I was saying all the wrong things.

‘And what do you mean by that?’

‘I’ve seen pictures of you with all those celebrities, famous actors and such. At fancy parties. You and I don’t fit into the same social strata.’

‘But that’s not real life,’ she said slowly. ‘That’s just fantasy.’

‘Is this real life?’ I asked.

‘It is for me,’ she said, with tears welling up in her eyes. ‘Do you think I’d spend several days looking for you just to swan off and never see you again?’ She was hurt. ‘But I will, if that’s what you want.’

‘No,’ I said quickly. ‘That’s not what I want at all.’ I smiled. ‘I’m sorry.’

‘Please stop saying you’re sorry,’ she said. ‘Superheroes never have to apologize for anything.’ She leaned forward and kissed me lightly on my mouth. ‘Now, get out of that dreadful gown and put your new pyjamas on.’

Henri stayed until well after the official end of visiting time at nine o’clock.

She had also picked up some smoked-salmon sandwiches from Fortnum & Mason’s food hall and we ate those, washed down with hospital tap water from the jug on my bedside locker.

‘I should have brought some chilled white wine with me,’ she said with a laugh. ‘I’ll remember that next time.’

‘Tell me,’ I said, ‘how did you really find me?’

‘I called Gay Smith and asked her for help. She found your home address on the reply to her husband’s invitation.’

I nodded. ‘I gave it to him so he could send the badge for the Sandown box to my flat. I didn’t want it to get lost in the mailroom at BHA headquarters.’

‘Anyway,’ she said, ‘I went to your place on Monday evening but there was no reply, so I put a note through the door asking you to call me.’

‘I didn’t get it.’

‘I realize that now. But I wasn’t giving up. I tried ringing you at the BHA and someone told me you weren’t going to be in this week. I asked them if you were away on holiday. They said no, you were off sick. So I went back to your place yesterday morning and found the place crawling with men in white coveralls, wearing gloves and masks.’ She paused. ‘I was pretty upset. I thought you must have died of Ebola or something. One of the men eventually took pity on me and told me that you weren’t dead, you were in hospital, but he refused to say why or which one, so I spent most of yesterday afternoon and all of this morning playing the role of the distraught fiancée calling hospitals and asking after my lost lover who must either be dead or have amnesia.’ She laughed. ‘Do you have any idea how many damn London hospitals there are in the Yellow Pages? You could at least have been in one beginning with A. By the time I got down to U, I’d almost given up hope.’

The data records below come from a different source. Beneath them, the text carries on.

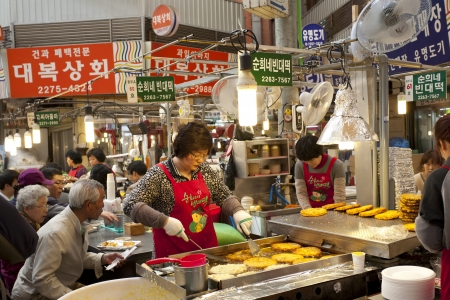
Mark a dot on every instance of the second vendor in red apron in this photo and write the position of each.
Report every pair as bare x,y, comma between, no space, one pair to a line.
319,178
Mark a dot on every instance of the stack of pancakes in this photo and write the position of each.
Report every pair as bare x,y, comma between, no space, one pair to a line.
409,207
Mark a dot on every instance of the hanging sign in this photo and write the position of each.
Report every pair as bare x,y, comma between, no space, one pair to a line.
47,118
423,87
313,35
153,89
272,69
165,20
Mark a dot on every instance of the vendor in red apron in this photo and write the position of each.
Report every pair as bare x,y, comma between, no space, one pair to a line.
174,196
319,178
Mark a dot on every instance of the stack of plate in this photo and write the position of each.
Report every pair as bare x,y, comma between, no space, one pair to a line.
408,282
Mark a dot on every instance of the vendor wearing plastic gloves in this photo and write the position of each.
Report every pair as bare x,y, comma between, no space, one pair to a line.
174,196
319,178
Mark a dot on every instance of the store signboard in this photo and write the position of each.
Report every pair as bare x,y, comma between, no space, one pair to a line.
313,35
272,69
432,45
154,89
423,87
163,57
47,118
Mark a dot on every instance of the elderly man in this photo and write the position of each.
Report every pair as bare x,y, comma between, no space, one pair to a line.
61,253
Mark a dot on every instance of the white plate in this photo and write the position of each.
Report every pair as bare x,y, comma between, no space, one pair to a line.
118,245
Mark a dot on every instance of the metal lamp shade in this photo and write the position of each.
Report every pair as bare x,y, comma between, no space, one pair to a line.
346,124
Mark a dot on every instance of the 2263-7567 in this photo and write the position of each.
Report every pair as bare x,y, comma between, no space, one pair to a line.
51,89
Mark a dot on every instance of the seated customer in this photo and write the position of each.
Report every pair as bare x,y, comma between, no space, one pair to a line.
61,254
431,160
136,170
8,180
32,205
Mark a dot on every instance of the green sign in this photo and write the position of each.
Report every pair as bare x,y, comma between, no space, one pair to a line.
429,86
272,69
47,118
155,89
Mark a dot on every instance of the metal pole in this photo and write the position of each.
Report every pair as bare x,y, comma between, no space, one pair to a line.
384,130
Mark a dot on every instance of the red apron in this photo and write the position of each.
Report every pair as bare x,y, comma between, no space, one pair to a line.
192,199
319,186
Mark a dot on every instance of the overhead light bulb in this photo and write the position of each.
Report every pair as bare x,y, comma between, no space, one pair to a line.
36,129
246,87
28,141
89,124
17,139
401,103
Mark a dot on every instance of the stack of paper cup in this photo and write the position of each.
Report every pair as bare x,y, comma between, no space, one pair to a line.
110,187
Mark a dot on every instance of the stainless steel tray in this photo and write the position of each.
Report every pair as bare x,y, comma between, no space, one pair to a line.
342,232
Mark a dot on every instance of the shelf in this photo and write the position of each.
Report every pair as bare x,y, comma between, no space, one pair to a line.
256,159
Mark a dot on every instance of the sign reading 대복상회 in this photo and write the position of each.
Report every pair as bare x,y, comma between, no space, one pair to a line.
272,69
429,86
153,89
47,118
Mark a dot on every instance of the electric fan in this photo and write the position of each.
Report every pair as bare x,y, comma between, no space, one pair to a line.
387,25
315,106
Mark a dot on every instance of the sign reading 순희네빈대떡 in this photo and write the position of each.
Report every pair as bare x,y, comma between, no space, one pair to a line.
272,69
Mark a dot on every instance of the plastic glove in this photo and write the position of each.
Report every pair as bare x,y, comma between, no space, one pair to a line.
174,227
243,221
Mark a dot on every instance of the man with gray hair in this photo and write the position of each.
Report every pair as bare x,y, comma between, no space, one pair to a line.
61,254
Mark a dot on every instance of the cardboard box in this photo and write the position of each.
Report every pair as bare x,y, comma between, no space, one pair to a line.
134,228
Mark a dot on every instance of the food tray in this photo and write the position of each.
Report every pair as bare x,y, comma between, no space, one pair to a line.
118,245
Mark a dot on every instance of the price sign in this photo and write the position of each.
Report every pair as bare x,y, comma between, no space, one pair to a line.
272,69
47,118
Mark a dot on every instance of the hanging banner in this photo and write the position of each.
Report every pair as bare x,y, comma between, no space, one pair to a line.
176,51
431,46
424,87
272,69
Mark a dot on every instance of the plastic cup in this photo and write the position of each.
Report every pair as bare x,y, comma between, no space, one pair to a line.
358,260
118,225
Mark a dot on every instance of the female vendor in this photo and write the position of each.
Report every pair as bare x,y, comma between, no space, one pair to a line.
173,197
319,178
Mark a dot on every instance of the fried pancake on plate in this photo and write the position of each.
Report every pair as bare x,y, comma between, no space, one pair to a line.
240,255
355,211
313,212
303,260
273,267
308,252
388,215
286,257
259,262
373,212
285,247
345,207
232,269
410,226
219,277
333,205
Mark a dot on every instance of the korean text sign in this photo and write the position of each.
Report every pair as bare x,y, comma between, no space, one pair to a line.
47,118
272,69
431,47
46,71
177,51
429,86
155,89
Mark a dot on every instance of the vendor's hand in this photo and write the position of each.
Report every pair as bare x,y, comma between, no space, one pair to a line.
108,258
243,221
174,227
109,216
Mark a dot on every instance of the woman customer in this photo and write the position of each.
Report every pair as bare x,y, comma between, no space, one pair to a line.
32,205
431,160
174,196
319,178
433,222
74,160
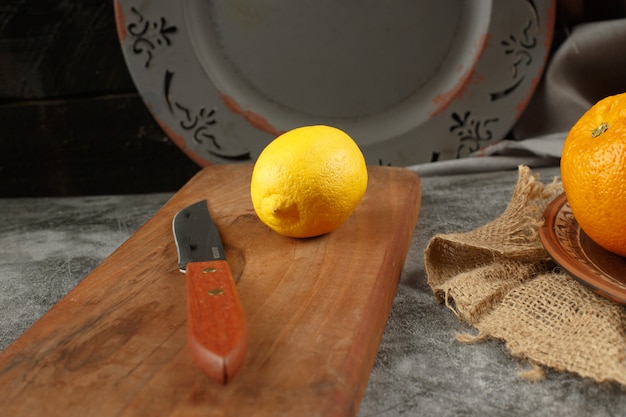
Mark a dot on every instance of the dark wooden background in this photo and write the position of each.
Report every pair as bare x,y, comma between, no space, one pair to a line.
71,120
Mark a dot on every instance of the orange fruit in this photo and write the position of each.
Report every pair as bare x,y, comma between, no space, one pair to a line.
308,181
593,172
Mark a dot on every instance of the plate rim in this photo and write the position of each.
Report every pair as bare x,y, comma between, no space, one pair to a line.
551,243
473,125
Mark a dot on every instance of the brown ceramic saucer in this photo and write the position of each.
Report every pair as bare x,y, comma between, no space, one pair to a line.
604,272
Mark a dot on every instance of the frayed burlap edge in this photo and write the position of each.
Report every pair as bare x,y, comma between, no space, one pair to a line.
499,279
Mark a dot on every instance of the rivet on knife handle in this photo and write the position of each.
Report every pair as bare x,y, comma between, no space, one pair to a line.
216,326
217,329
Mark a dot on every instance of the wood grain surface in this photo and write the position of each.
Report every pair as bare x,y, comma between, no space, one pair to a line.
116,345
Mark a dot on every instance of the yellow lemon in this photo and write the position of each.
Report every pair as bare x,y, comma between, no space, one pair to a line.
308,181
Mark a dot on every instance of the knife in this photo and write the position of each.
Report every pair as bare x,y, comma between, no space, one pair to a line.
217,331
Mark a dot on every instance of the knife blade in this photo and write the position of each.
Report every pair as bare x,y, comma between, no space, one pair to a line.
217,331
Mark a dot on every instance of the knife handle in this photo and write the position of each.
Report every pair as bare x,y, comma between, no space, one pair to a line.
216,325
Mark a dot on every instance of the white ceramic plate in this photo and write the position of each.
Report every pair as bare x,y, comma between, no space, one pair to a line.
410,81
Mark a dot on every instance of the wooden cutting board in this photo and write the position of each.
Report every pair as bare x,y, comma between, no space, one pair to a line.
316,310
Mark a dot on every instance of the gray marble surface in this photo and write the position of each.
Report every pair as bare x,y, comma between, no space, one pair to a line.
47,245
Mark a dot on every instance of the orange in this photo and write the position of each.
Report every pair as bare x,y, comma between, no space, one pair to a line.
308,181
593,172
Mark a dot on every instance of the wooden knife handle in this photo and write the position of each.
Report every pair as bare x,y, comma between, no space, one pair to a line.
217,328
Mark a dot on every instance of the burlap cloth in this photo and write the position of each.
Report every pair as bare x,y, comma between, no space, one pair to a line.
499,279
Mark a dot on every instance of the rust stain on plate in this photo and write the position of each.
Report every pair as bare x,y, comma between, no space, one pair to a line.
441,101
178,140
254,119
120,24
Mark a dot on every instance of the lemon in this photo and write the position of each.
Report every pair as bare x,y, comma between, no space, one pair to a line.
308,181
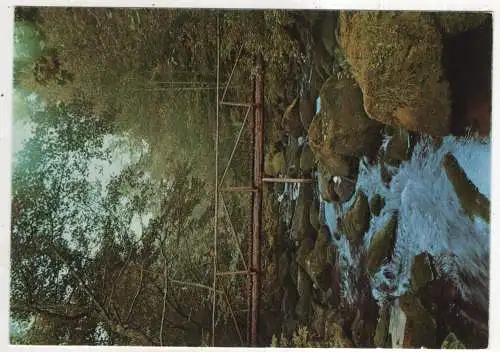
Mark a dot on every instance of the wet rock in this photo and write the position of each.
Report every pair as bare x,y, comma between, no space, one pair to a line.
289,299
451,342
382,337
319,260
376,204
328,32
421,271
342,125
291,122
396,59
365,322
382,244
307,108
456,22
398,147
345,188
420,329
314,216
356,221
334,333
301,227
274,164
473,202
307,162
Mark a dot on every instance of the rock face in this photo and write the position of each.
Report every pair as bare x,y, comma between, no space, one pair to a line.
398,147
421,271
382,245
301,227
357,219
396,59
376,204
342,125
420,329
473,202
307,162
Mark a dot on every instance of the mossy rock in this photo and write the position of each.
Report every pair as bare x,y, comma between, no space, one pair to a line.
307,162
304,284
301,227
396,59
314,216
420,328
398,148
456,22
305,248
328,25
377,203
307,107
356,221
346,188
291,122
303,309
382,336
473,202
320,258
382,245
342,125
334,333
421,271
451,342
274,164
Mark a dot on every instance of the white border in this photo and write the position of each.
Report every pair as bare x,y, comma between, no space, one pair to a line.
6,23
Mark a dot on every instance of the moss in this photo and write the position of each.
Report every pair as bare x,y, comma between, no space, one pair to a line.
382,244
473,202
357,219
420,328
421,271
452,342
456,22
396,59
307,162
382,337
342,124
376,204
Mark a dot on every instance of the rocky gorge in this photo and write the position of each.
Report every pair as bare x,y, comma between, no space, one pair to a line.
391,114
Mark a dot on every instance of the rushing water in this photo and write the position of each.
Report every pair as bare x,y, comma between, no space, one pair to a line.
430,219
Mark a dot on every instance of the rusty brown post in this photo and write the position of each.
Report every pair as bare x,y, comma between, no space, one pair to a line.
257,197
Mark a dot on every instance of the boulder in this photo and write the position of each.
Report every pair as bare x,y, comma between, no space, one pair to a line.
307,162
473,202
398,147
345,188
307,109
451,342
320,259
356,221
382,337
301,227
274,163
420,328
328,31
376,204
396,59
342,126
421,271
314,216
382,245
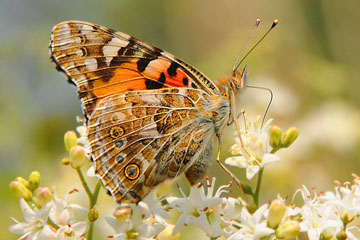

I stared at her in disbelief.

‘You should come and work for me.’

19

My friend with the carving knife, and his taller chum with the red baseball boots, came a-calling sometime between one and two o’clock on Friday morning, well outside visiting hours.

Fortunately, I was awake.

In fact, I was more than awake, I was up and wandering around in my brand-new silk dressing gown and slippers.

When he’d said it, I hadn’t particularly agreed with Doctor Shwan that the itching in my chest was a good thing, yet it had been that itching, together with my desperate urge to scratch, that had woken me and driven me from my bed at the same time my unwanted visitors made their appearance.